Due to high bacterial contamination and low amounts of human RNA, samples from patient P8 were discarded. To detect low-abundance mRNA species, pre-amplification was required to increase the amount of specific cDNA targets synthesized with the SuperScript^® III First-Strand Synthesis System. Ten cycles of pre-amplification were performed according to the TaqMan^® PreAmp Master Mix (Thermo Fisher Scientific Baltics UAB, Vilnius, Lithuania) (34). In the present work, 13 different TaqMan^® Gene Expression Assays (4 genes for normalization purposes and 9 genes for detecting radiation-induced target genes) were utilized and pooled to enable the multiplex amplification of specific cDNA targets. ACTB (Hs01060665_g1), ATP6 (Hs02596862_g1), B2M (Hs00187842_m1), and HPRT1 (Hs02800695_m1) were used as an internal control for normalization purposes. PHPT1 (Hs03645225_m1), CCNG1 (Hs00171112_m1), CDKN1A (Hs00355782_m1), GADD45A (Hs00169255_m1), SESN1 (Hs00902782_m1), FDXR (Hs01031617_m1), DDB2 (Hs00172068_m1), POU2AF1 (Hs01573371_m1), and WNT3 (Hs00902257_m1) known as radiation-induced targets in blood were detected as well (2, 26–28, 35–37).

Real-time Quantitative Reverse Transcription Polymerase Chain Reaction (qRT-PCR)

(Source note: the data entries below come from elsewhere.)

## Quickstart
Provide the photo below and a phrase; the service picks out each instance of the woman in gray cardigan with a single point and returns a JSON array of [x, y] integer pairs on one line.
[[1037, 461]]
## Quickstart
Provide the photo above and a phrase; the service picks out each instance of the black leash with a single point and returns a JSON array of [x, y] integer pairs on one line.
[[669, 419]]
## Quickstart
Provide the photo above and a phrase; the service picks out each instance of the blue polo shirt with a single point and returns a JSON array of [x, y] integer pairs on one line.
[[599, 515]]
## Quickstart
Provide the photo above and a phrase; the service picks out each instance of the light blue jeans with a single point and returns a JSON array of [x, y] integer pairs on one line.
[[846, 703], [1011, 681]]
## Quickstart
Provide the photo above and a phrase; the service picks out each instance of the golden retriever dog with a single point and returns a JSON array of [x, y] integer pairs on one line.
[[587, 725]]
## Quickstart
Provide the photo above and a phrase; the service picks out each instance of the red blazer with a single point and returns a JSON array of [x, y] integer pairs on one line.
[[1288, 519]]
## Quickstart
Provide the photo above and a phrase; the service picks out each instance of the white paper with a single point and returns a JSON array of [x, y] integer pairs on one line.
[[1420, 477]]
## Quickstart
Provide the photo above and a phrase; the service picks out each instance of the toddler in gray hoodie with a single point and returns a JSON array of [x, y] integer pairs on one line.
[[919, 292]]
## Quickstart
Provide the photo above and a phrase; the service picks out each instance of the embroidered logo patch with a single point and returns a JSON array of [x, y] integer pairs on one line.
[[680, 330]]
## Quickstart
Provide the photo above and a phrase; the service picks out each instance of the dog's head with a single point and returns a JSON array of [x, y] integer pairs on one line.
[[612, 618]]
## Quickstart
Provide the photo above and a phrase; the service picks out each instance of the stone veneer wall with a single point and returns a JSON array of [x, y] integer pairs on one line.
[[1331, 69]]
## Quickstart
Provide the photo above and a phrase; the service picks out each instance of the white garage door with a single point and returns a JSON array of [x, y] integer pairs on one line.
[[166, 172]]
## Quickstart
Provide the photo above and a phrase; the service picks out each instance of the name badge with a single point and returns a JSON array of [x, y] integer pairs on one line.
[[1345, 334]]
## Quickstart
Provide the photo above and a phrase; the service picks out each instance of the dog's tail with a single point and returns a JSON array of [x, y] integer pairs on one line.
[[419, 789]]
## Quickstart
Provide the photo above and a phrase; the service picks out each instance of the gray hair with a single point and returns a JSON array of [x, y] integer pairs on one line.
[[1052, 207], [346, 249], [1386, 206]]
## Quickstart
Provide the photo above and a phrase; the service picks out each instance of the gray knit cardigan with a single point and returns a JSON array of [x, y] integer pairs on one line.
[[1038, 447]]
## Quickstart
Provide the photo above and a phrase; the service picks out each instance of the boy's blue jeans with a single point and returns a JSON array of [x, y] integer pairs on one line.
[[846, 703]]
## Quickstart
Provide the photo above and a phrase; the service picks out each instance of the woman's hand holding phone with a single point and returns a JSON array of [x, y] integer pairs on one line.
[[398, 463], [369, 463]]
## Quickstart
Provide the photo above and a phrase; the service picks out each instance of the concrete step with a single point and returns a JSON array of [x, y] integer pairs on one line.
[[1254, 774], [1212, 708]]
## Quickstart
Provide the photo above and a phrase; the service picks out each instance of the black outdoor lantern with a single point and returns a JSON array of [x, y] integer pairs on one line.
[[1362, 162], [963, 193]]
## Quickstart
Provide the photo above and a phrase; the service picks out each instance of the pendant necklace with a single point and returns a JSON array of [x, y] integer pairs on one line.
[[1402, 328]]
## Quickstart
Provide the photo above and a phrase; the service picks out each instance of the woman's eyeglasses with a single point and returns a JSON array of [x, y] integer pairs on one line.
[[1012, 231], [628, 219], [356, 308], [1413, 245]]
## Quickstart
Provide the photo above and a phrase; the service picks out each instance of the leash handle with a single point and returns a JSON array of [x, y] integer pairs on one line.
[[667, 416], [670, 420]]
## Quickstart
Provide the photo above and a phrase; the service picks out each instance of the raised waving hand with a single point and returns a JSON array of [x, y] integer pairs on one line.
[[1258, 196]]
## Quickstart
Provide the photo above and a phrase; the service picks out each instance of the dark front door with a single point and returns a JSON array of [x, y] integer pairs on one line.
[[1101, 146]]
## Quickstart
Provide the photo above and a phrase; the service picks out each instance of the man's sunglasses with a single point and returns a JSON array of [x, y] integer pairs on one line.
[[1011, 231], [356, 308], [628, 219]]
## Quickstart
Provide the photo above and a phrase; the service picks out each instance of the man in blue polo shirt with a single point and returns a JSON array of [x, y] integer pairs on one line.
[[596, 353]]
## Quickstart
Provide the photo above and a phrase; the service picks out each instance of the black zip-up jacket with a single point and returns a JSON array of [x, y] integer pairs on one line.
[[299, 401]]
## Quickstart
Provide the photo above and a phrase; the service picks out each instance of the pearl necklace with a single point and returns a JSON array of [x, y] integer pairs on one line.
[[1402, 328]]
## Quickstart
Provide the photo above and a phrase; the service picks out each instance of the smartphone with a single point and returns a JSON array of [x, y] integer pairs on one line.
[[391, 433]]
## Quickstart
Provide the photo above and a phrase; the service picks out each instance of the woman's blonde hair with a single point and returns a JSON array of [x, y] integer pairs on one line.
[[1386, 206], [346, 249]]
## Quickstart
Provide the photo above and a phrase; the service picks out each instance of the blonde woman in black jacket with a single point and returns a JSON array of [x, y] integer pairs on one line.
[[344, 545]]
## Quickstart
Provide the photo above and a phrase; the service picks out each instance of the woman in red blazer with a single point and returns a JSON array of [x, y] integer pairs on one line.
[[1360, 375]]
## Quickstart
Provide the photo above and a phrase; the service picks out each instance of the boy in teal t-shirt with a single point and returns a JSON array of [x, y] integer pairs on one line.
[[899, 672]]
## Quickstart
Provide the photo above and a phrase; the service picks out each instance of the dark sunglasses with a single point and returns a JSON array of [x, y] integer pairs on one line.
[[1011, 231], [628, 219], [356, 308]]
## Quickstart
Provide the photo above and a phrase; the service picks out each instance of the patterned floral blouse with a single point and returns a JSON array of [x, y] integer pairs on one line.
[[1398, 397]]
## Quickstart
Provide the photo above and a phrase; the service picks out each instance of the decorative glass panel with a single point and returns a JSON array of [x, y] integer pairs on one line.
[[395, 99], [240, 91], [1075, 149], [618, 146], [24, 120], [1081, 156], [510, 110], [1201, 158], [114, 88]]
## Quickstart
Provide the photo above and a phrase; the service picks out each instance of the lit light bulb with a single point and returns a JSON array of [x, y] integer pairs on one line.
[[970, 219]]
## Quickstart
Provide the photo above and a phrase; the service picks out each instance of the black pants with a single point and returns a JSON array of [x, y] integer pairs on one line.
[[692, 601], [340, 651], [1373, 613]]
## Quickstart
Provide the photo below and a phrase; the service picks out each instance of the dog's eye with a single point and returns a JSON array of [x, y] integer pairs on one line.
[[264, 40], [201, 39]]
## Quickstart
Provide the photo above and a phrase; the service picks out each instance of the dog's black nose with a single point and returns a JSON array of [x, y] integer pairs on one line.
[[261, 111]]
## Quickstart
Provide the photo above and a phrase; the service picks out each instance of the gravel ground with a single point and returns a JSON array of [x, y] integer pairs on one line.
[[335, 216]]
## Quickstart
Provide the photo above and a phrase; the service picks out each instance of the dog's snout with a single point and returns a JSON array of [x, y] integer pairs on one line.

For human (18S rRNA) and pan-bacterial (16S rRNA) primer probe designs (for ratio calculation; see above), cDNA from a high-capacity cDNA reverse transcription kit was used. For the nine primer probe designs representing previously identified biomarkers of radiation exposure in the blood (PHPT1, CCNG1, CDKN1A, GADD45A, SESN1, FDXR, DDB2, POU2AF1, and WNT3), SuperScript^™ III First-Strand Synthesis SuperMix was used in combination with a 10× pre-amplification for the detection of each gene in each saliva sample. For blood samples, cDNA from a High-capacity cDNA reverse transcription kit was used. The experiments for analyzing blood samples were performed during another study (28). That's why, the blood gene expression (GE) data of CDKN1A, PHPT1, CCNG1, GADD45, and SESN1 for the comparison in the results part Task III part 1 was used from the mentioned study. The qRT-PCR reaction contained the TaqMan^® Universal PCR Master Mix and one of the inventoried TaqMan^® Gene Expression Assays for separate detection of transcripts. The qRT-PCR for the genes 18S rRNA and 16S rRNA was performed similarly. All measurements were run in duplicate, using a 96-well-format TaqMan^® qRT-PCR platform and the QuantStudio^™ 12K OA Real-Time PCR System (Thermo Fisher Scientific Inc., Waltham, MA). After the calculation of input and normalization using ACTB, ATP6, and B2M in saliva samples, as well as HPRT1 in blood samples, fold change (FC) differences in GE were calculated by the –ΔΔCt-approach [cycle threshold (Ct)] relative to unexposed samples of the same patient used as the calibrator.

Statistical Analysis

Descriptive and analytical statistics were performed using SAS (release 9.4, Cary, NC). Associations with GE were either examined using linear (for continuous variables such as age) or logistic regression models (for categorical variables such as acute or late radiotoxicities). Acute toxicity was examined with grade 1 vs. grade 2. Due to the reduced patient number, we merged late toxicity grades into binary categories to increase the power. For late toxicity, grades 1 and 2 were merged into one category, and grades 3 and 4 into a second category. Significant GE differences at specific time points were calculated using either parametrical (t test) or non-parametric tests, where applicable. To compare frequencies of patients showing the same direction of differential gene expression (DGE) response in saliva and blood, a FC > |1.2| was introduced to define up- or downregulation or non-response (lying below 1.2) to partial-body irradiation. A fold change of 1.2 was chosen to allow for high sensitivity. Statistical analysis was performed separately for each of the first two radiotherapy fractions and for some comparisons combined to increase the power. If mean GE values in these comparisons revealed a similar GE tendency (up- or downregulation) in both radiotherapy fractions and became statically significant after merging them, they were reported in this study. Further calculations and graphical presentations were performed using Excel 2010 (Microsoft) and Sigma Plot 14.5 (Jandel Scientific, Erkrath, Germany).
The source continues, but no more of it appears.